Deploying Open Source Tools in the Technical Exploitation Operation
Dr. Stephen Pearson
High Tech Crime Institute
Autopsy
Over the past three years HTCI has been developing a solution to eliminate the required annual commercial licensing for digital forensic tools at the NATO Special Operations School. This work has evolved into the creation of the Forensic Media Exploitation Toolkit (FMETK). The FMETK is now the only toolset taught in the Digital Media Exploitation Course, Cellular Exploitation Course, and Drone Investigations Course. Over the last three years, FMETK has surpassed expectations by replacing all of the previously required commercial tools with a single open source toolkit collection. The workflow and integration of the open source tools, which includes three tools written by HTCI enable a special unit operator to collect, examine, and report digital media during Technical Exploitation Operation’s (TEO). The FMETK provides a framework and workflow that supports an 80% solution for the collection of media, cellular devices, sim cards, and limited internet of things devices.
The FMETK uses the Autopsy forensic tool as its base forensic application to process all artifacts gathered from a scene. Additional open source tools provide a complete media forensics application set. Collected artifacts are turned into useful intelligence information through HTCI’s integration and workflow process. The talk that is suggested for the conference would revolve around the development of forensic workflows using open source tools, highlighting the use of the FMETK for triage forensics.
About Dr. Stephen PearsonDr. Stephen Pearson has been involved in Computer Crime and Investigations since 1993. Stephen developed and trained courses for Family Advocacy Law Investigation Training Program, Fraud Investigation Training Program, Army CID Special Agents Courses, Military Police Investigator Course, and Weapons of Mass Destruction Courses.
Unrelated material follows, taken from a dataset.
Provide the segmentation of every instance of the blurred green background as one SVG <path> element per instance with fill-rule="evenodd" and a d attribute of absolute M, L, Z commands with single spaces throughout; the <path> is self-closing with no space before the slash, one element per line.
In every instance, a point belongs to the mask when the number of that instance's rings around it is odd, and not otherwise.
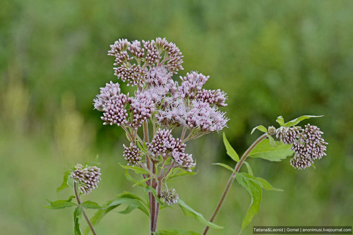
<path fill-rule="evenodd" d="M 198 71 L 210 76 L 206 88 L 228 93 L 225 131 L 239 154 L 260 134 L 250 135 L 255 126 L 277 127 L 279 115 L 287 121 L 325 115 L 301 123 L 321 128 L 329 143 L 316 170 L 295 170 L 289 159 L 249 160 L 256 176 L 284 192 L 264 192 L 258 214 L 243 234 L 252 234 L 254 225 L 352 225 L 352 11 L 348 0 L 2 1 L 0 233 L 72 234 L 73 209 L 44 209 L 45 199 L 57 199 L 63 166 L 97 154 L 102 181 L 82 200 L 102 205 L 124 190 L 143 196 L 118 164 L 125 161 L 125 135 L 103 125 L 92 103 L 100 87 L 118 81 L 109 45 L 157 37 L 183 52 L 180 75 Z M 171 186 L 208 218 L 230 175 L 211 164 L 234 164 L 220 134 L 190 142 L 187 150 L 199 173 Z M 72 194 L 66 189 L 59 196 Z M 224 229 L 209 234 L 237 234 L 250 201 L 235 183 L 215 221 Z M 148 219 L 140 211 L 110 213 L 98 227 L 100 234 L 148 234 Z M 203 231 L 179 208 L 160 215 L 160 229 Z"/>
Stephen has directly written and advised on policies and procedures that are current today’s world of computer crime investigation. Stephen retired from the Army as the Non-Commissioned Officer in Charge of the Advanced Technology Criminal Investigations Division in 2003 from Ft Leonard Wood. For the past ten years Stephen has worked closely with NATO and US Special Operations Command to develop cyber training programs for agents and operators in tactical operations. Currently Stephen is the lead research instructor for the development of NATO Cellular and Digital forensic training. Through this work and Stephen's doctoral work he has developed processes and procedures that address the time urgent evidence collection in digital triage forensics. Stephen is an Adjunct Professor at UTICA College and University of North Carolina (Chapel Hill).